Уильям Фолкнер - Свет в августе
Он не удивился. Время, промежутки света и мрака давно перепутались. Любой миг мог прийтись на любую пору; каждая отсекалась двумя движениями век, без переходов Он понятия не имел, когда перейдет от одного к другому, когда обнаружит, что спал, не помня, как ложился, когда обнаружится, что он идет, не помня, как проснулся. Иногда ему казалось, что ночь сна -- в сене, в канаве, в заброшенном сарае -- сменяется другой ночью без дневного промежутка, без просвета, во время которого видишь, куда бежишь; что на смену дню приходит другой день, заполненный тревогой и бегством, без ночи между ними, без всякого промежутка для отдыха -- словно солнце не садилось, а повернуло над горизонтом и по той же дуге покатилось вспять. Уснув на ходу или даже за питьем -- на четвереньках, у родника, -- он никогда не знал, что откроется его глазам в следующее мгновение -- солнечный свет или звезды.

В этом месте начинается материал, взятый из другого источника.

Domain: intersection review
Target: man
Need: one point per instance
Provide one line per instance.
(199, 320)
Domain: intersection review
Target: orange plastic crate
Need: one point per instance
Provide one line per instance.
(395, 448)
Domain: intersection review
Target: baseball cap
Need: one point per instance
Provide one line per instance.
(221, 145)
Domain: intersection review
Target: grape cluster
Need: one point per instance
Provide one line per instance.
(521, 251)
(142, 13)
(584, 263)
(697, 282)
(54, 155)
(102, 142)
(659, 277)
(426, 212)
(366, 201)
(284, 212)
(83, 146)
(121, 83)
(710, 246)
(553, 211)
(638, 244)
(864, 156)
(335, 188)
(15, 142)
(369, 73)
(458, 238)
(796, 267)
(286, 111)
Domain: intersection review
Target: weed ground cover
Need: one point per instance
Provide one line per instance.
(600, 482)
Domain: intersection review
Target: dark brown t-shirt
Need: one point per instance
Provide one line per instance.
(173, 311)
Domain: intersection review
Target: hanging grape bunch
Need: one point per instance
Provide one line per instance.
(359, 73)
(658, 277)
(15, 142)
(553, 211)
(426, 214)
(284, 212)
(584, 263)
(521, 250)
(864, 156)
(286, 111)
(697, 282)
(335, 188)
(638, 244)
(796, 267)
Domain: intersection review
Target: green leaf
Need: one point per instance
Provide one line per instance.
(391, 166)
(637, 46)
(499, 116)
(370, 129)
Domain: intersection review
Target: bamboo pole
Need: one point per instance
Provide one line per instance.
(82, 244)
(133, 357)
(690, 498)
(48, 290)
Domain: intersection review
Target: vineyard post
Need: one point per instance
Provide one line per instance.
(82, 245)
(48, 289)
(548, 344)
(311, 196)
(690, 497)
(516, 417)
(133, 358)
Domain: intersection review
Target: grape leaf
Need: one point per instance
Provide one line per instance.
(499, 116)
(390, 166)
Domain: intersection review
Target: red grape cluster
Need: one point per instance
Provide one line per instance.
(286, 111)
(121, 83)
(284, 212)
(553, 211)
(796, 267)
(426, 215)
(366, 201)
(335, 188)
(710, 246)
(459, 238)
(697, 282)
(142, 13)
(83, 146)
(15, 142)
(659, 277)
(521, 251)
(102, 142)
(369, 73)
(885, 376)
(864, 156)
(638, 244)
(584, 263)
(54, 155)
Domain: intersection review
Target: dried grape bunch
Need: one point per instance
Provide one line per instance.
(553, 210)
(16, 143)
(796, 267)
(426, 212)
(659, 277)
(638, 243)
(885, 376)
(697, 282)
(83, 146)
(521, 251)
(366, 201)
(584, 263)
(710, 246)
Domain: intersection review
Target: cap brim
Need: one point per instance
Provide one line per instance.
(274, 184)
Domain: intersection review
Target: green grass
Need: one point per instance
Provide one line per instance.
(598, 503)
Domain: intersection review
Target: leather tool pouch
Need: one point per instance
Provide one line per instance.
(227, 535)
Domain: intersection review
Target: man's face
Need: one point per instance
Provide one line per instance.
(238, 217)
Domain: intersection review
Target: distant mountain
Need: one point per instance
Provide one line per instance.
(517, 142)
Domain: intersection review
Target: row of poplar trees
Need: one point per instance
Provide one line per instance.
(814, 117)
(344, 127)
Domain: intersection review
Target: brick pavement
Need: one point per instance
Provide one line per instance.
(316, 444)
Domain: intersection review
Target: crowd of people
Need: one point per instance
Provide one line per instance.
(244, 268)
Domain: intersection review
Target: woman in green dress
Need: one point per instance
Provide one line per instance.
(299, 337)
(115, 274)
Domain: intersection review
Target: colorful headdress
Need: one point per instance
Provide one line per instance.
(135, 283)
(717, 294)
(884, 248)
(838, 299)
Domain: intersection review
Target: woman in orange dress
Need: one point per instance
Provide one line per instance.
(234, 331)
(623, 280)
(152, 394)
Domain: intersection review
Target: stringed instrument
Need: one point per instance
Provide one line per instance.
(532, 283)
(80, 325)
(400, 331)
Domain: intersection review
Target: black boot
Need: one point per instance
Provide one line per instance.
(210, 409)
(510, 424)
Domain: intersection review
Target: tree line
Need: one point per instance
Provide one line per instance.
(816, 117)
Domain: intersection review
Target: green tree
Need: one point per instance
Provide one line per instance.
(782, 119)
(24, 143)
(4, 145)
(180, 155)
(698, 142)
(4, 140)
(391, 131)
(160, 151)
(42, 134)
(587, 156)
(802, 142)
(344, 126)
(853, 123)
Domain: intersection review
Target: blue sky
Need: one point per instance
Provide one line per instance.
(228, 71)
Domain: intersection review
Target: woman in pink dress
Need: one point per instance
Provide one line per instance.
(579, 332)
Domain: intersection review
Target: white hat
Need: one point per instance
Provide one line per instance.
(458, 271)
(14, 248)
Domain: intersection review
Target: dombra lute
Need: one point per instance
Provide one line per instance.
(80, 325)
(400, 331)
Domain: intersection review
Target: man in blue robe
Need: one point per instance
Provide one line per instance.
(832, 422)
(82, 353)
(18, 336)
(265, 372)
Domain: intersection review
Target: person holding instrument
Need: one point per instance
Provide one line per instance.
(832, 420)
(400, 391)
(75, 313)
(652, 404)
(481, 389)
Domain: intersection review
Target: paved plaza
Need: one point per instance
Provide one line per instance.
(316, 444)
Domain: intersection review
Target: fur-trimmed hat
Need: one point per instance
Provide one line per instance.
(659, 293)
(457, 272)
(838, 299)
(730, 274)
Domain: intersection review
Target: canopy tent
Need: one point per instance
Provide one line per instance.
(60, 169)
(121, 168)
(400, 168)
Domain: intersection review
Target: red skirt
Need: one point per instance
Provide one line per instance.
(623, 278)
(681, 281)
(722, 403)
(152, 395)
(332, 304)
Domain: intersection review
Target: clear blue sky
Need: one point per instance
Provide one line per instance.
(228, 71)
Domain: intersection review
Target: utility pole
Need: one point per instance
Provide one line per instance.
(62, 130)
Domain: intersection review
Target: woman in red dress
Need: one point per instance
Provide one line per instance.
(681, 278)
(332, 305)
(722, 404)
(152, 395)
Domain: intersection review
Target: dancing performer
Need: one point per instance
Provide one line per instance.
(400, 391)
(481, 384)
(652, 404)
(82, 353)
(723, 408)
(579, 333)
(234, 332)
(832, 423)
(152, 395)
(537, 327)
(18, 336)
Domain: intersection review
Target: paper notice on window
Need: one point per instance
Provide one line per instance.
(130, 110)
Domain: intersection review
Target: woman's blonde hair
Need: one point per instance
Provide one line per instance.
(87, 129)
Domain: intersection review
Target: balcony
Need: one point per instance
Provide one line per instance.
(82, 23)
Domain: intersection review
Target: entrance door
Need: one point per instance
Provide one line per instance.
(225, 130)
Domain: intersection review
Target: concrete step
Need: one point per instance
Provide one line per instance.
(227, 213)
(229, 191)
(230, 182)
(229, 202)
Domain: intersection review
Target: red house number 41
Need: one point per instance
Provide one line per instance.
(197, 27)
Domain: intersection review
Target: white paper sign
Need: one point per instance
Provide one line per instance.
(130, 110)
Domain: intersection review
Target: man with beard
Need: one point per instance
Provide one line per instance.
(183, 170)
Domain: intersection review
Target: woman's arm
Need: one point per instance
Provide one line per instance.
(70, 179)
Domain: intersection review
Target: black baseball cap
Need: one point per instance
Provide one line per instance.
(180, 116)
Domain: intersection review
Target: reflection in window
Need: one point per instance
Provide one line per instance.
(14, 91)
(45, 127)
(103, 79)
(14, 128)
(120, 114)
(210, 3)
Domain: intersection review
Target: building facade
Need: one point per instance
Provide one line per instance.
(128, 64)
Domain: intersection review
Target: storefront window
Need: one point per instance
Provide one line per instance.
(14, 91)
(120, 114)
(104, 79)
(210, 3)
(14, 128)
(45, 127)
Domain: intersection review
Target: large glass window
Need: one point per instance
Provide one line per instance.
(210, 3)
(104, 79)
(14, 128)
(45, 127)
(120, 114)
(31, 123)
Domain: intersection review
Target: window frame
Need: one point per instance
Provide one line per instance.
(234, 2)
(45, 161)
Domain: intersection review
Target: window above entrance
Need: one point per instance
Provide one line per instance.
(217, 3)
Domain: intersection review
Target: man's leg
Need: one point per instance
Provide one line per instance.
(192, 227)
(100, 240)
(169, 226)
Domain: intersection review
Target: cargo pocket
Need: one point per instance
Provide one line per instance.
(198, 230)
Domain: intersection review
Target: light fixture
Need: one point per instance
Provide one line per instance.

Первое время он был постоянно голоден. Он подобрал и съел гнилой, червями издырявленный плод; иногда он заползал в поле, пригибал и обгладывал спелые початки кукурузы, твердые, как терка. Он постоянно думал о еде, воображал разные блюда, пищу. Думал о том ужине, ждавшем его на кухне три года назад, и заново переживая неторопливый и уверенный замах своей руки перед тем, как пустить тарелку в стену, корчился в муках сожаления и раскаяния. Но в один прекрасный день голод пропал Это произошло неожиданно и мирно. Он остыл, успокоился. Однако он знал, что есть должен. Он заставлял себя съесть гнилой плод, твердый початок; жевал медленно, не чувствуя вкуса. Он поедал их в громадных количествах, расплачиваясь за это приступами кровавого поноса. И сразу же его вновь обуревал голод, позыв к еде Но теперь он был одержим не едой, а необходимостью есть. Он пытался вспомнить, когда он ел в последний раз по-человечески, горячую пищу. По ощущениям припоминал какой-то дом, хибарку. Дом или хибарку, белых или черных -- он не мог вспомнить. Затем, сидя тихо, с выражением блаженной озадаченности на изможденном, больном, заросшем лице, он почуял негра. Замерев (он сидел спиной к дереву у родника, откинув голову, сложив руки на коленях, с измученным и покойным лицом), он чуял и видел негритянскую еду, негритянскую пищу. Это было в комнате. Он не помнил, как попал туда. Но все в комнате дышало бегством и внезапным ужасом, словно люди бежали отсюда недавно, вдруг, в страхе. Он сидел за столом, ждал, ни о чем не думал -- в пустоте, в молчании, дышавшем бегством. Потом перед ним оказалась еда, появилась вдруг между длинными проворными черными ладонями, которые тоже удирали, не успев опустить тарелку. Ему чудилось, будто среди звуков жевания, глотков, он слышит, не слыша, вой ужаса и горя -- тише вздохов, раздававшихся вокруг. "Тогда это было в хибарке, -- подумал он. -- И они боялись. Брата своего боялись".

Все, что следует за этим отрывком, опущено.